А потом оказался возле флейтистки, наслаждаясь неожиданно заполнившей воздух ошеломляющей тишиной, глазами людей вокруг, заметивших, узнавших его, глазами уличных музыкантов, пробующих что-то делать так, как он когда-то, на той же самой площадке. Иван подмигнул всем сразу, а вышло – девчонке-музыкантше. И… продолжил мелодию голосом. Текстом. Текстом, при каждом слове которого пять лет все сильнее давила изнутри тошнота, медленно его убивая. Пять лет вместо пяти дней до их свадьбы, когда Полина должна была ждать.

Ждала.

Пять лет ждала.

Девочка, твой Кай триста лет как труп.

А любовь все корчится в келье.

Ребята – молодцы. Сориентировались. Заиграли. Зазвучали вместе с ним, следом, наполняя «Девочку…» жизнью. В то время как его девочки – нет. Потому что он не оставил ей выбора. Только песня все еще была их частью. Его, от которого мало что осталось. И ее, которую они все прикончили. Двое мужчин и одна женщина в квартире отца. Гитарист, ударник и флейтистка.

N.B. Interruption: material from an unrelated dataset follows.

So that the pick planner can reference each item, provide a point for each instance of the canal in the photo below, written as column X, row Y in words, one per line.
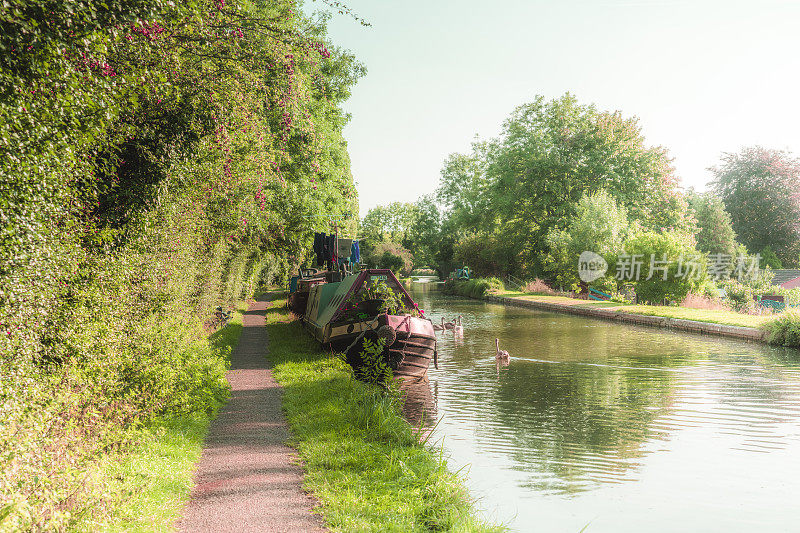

А песня чертова – вот она. Переливается звуками и его голосом.

Потом им аплодировала толпа, а он говорил что-то музыкантам, кажется, приглашавшим его вместе отметить знакомство в баре. Он веселился, отшучивался, поглядывал на довольно ухмыляющегося Фурсова, которого никто не узнал из-за надвинутой на глаза бейсболки и очков – мало ли бородачей. И сам не понимал, дань это прошлому или настоящему. Плач по ней, брошенной в одиночестве с тысячей вопросов. Или плач по ней, узнавшей правду.